Quando Harry acordou novamente, estava com febre, sua versão nebulosa. Ele gemeu e se virou, tentando se levantar antes...
Foi uma sorte para ele que houvesse um balde convenientemente colocado.
O corpo de Harry tremia, ele estava com frio e calor, e sua cabeça parecia estar em um torno. Ele diria que se sentia como se estivesse morrendo, mas a morte não era assim.
Dedos delgados pentearam o cabelo para trás e uma toalha fria foi colocada em sua testa.
Cegamente, Harry estendeu a mão para pegar aquela mão.
Ele precisou de três tentativas para entender as palavras, "Sra. Tonks- o que... você... para mim?" Ele fechou os olhos e tentou respirar através da sensação de vibração em seus pulmões, quase parecia que seus pulmões estavam mudando ou se transformando de alguma forma. Ele tentou não pensar no que isso poderia significar no nível físico.
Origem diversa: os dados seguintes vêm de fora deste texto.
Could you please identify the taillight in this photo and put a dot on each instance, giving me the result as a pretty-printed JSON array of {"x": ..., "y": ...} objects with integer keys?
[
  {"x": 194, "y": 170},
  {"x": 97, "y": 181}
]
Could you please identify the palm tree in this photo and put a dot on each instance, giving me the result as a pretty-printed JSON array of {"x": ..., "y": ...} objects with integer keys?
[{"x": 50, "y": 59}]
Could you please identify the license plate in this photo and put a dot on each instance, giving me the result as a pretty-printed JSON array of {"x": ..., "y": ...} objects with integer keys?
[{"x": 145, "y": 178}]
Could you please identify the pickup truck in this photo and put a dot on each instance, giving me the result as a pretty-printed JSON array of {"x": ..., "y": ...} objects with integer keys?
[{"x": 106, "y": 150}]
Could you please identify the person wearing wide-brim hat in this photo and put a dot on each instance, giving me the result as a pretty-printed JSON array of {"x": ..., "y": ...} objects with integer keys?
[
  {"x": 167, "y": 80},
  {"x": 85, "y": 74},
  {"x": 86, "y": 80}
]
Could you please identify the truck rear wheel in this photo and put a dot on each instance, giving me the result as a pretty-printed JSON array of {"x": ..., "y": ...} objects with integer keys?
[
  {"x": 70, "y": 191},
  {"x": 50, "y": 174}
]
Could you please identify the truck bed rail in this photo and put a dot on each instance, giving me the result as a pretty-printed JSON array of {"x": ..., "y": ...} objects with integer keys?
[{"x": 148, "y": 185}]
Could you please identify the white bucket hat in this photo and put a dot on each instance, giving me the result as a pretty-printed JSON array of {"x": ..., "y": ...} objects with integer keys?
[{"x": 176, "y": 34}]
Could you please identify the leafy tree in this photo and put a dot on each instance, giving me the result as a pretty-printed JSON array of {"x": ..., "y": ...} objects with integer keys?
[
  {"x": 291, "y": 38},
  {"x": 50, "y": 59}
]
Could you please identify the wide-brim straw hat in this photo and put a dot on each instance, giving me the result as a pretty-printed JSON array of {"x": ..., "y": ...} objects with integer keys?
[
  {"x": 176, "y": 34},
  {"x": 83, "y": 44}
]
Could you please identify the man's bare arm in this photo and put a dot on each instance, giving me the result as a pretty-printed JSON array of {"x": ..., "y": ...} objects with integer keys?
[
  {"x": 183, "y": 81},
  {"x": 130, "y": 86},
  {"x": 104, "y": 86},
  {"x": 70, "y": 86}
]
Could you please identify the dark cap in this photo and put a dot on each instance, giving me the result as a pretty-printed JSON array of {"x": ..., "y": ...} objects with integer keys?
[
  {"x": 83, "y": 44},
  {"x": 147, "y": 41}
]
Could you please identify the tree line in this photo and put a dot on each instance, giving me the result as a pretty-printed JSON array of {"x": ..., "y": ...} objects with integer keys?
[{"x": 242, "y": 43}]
"Andromeda, Harry, me chame de Andrômeda", ela disse a ele e começou a passar a mão livre pelos cabelos suados dele.
O toque dela era bom, mas se ele tivesse energia suficiente para fazer mais do que falar, ele entraria em pânico total. "O que aconteceu-" Sua garganta se fechou. Tudo doeu.
"Isso acabará em breve, Harry", disse ela.
E Harry desejou poder ver o rosto dela, mas não importava se seus olhos estavam abertos ou fechados, sua visão ficou completamente preta. Ele imaginou que seus órgãos estavam desligando.
Seria realmente possível que ele estivesse morrendo?
E Teddy? Ele não podia deixar Teddy.
Harry lutou, lutou para sentar, lutou para se mover, para ver.
Mas a escuridão já o havia engolido.
Harry não acordou, mas se jogou do sofá. Ele estava de cueca boxer e, embora tremesse, não sentia nenhuma dor.
Ele acionou os óculos e ficou satisfeito por não haver manchas pretas em sua visão. Cambaleando, ele foi primeiro ao berçário. Harry finalmente montou um trocador adequado para que a mesa da sala de jantar ficasse vazia. Teddy estava dormindo e Andrômeda estava afundada na poltrona que Harry transfigurou na cadeira de balanço. Harry e Andrômeda se revezaram para adormecer naquela coisa estúpida e uma cadeira almofadada era muito melhor para o pescoço e as costas do que uma cadeira de balanço de madeira.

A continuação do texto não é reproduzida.